The information on this page is not a personal recommendation and does not take into account your personal circumstances or appetite for risk.
Prices go down as well as up
Investors have a naturally positive bias, preferring to buy and hold shares, watching the price rise and their capital grow. This stems from the traditional share-dealing mindset. With CFDs and SpreadBetting, however, you are in a position to profit from both rising and falling prices on a host of products (Shares, FX, Indices, Commodities).
Profits when prices fall
When disaster strikes, as it did for BP in the Gulf of Mexico your immediate thought was likely for the lives of those on-board, and the environment. Understanding the mechanics of shares, however, I am sure you expected BP’s share price to fall. You understand that prices usually rise on good news and fall on bad news. If you know that profits can be made when prices rise, you’ll appreciate that they can also be made when prices fall.
“Short-selling”
This is the reverse of buying and holding and can be used to either hedge/offset existing positions/holdings against losses or indeed to take an outright negative view on the price.
Putting your naturally bullish focus aside and viewing things from a negative angle, if you expect a price to fall you can go Short rather than Long. Remember that for every buyer there needs to be a seller to facilitate the trade. In some cases the seller is closing out of a Long position (giving up, trade went wrong); in others he’ll be opening a new Short position (expecting the price to fall further). Short-selling actually helps keep markets liquid.
Just press Sell
It’s well known that prices tend to fall more quickly than they rise, with panic selling often gathering momentum, yielding significant returns in a short time-frame. ‘Shorting’ via CFDs or SpreadBetting is as easy as Buying or ‘going Long’. It just involves hitting the Sell button instead of Buy.

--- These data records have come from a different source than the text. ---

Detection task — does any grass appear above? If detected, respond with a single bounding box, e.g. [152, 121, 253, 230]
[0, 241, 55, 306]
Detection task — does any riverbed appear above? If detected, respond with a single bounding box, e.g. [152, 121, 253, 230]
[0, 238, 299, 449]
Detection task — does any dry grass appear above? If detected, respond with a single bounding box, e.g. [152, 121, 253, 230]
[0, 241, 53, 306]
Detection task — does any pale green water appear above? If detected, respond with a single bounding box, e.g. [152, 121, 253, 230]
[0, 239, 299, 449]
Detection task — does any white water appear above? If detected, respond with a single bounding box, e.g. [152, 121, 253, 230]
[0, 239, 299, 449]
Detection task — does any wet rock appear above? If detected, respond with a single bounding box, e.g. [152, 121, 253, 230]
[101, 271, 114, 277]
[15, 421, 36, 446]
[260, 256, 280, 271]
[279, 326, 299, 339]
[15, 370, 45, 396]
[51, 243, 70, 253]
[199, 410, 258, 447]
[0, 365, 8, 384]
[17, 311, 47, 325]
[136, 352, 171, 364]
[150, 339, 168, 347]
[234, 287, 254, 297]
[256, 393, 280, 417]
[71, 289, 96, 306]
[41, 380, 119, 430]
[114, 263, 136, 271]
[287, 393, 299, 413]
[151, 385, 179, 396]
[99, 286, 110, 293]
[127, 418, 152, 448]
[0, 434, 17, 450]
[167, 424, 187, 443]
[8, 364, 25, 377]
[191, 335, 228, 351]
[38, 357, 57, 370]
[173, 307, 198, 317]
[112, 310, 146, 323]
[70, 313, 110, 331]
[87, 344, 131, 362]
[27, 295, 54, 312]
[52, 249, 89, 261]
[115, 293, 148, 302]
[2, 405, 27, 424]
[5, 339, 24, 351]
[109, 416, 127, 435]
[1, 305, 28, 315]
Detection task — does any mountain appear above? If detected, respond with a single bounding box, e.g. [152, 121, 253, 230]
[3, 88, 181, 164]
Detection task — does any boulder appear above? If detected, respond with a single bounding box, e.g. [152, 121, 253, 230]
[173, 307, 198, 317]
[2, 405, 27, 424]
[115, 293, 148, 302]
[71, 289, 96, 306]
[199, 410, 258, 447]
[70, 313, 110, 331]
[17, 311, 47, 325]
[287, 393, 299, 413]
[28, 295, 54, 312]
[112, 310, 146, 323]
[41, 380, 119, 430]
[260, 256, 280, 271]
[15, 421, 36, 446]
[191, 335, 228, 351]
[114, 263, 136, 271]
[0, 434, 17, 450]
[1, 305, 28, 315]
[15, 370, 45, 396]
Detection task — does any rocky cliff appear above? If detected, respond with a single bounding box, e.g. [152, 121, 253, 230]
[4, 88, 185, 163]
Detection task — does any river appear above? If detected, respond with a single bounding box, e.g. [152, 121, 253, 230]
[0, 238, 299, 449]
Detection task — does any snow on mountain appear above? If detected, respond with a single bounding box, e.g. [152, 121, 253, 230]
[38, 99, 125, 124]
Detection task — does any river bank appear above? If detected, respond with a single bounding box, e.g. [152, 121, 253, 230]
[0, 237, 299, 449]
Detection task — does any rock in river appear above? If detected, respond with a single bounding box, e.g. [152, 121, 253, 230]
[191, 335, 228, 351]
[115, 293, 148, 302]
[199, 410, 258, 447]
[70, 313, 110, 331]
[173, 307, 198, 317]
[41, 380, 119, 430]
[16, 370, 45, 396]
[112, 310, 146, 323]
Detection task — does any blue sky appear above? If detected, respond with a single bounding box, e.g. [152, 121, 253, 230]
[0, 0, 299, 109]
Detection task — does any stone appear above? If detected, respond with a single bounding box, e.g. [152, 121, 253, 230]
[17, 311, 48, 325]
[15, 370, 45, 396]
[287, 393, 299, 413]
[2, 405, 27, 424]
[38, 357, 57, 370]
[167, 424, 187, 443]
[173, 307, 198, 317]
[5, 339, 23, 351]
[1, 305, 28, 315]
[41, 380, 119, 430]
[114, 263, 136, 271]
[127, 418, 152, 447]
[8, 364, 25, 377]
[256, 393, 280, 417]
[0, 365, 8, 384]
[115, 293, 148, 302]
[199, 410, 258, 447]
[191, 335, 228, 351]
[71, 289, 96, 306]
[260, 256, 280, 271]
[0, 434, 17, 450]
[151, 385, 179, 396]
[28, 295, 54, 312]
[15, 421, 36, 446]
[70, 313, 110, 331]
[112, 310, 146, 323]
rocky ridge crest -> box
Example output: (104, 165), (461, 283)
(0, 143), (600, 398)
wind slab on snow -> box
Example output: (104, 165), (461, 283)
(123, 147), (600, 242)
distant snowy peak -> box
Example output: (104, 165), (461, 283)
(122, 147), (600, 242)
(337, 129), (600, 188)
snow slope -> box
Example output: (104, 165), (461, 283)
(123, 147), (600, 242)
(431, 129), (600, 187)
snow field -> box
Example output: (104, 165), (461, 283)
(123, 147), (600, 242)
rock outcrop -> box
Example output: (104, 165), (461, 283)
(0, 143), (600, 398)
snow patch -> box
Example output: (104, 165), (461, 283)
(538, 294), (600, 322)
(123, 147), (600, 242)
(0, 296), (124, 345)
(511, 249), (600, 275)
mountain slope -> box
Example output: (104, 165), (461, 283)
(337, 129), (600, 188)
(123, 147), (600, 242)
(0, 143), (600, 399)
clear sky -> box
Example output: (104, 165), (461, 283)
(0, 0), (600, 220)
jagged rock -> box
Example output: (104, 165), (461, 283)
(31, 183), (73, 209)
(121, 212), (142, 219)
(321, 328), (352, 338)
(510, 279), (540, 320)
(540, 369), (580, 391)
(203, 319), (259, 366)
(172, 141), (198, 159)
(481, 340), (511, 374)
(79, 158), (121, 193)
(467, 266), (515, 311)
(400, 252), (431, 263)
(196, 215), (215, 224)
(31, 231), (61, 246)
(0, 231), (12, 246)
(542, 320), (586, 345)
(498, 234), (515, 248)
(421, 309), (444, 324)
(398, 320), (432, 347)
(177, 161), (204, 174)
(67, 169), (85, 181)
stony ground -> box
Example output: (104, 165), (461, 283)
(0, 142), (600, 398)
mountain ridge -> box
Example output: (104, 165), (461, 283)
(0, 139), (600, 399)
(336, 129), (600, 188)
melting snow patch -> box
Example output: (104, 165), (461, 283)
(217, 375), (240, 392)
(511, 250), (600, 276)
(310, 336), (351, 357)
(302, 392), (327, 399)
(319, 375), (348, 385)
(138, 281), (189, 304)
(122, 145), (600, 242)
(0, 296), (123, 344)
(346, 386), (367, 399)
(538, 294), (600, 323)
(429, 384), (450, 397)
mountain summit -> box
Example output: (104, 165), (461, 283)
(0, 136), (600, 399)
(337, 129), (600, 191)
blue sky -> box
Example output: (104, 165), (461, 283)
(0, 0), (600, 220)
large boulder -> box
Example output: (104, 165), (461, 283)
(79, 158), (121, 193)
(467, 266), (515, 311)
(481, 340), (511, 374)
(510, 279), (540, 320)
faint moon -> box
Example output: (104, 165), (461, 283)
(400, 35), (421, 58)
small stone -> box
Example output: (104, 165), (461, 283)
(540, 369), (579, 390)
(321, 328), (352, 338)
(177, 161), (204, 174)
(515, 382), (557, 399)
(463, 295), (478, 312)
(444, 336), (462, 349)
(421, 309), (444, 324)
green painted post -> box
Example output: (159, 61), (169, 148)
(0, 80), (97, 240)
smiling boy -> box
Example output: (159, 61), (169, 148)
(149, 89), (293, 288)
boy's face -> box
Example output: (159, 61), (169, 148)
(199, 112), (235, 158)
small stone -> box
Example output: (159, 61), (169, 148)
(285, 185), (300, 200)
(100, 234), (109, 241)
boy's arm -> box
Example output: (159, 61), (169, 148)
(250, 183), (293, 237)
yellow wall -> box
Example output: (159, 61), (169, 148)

Deposit requirements and leverage are the same, and risk can be managed int he same way with stop losses.
Warning!
Price rises will result in losses for a short position. Given that prices can rise to infinity, short-selling without the use of stop losses means are potentially infinite losses. Note that while FX, Indices and Commodities are highly liquid, short-selling of shares requires the shares be borrowed before being sold.
Risks include; short squeeze where heavily-shorted shares see a rush to buy back and settle up with the lender, squeezing the price higher very quickly while illiquid shares (low volumes) are more difficult to get in and out of.
Powerful tool
Many will choose to shun the option to trade Short, preferring not to contribute to a share price’s fall. However, with potential to profit from price movements, be they up or down, why restrict yourself to a unidirectional trading strategy and watch long positions suffer when markets fall.
Setting yourself up for a fall can be profitable. Get shorty!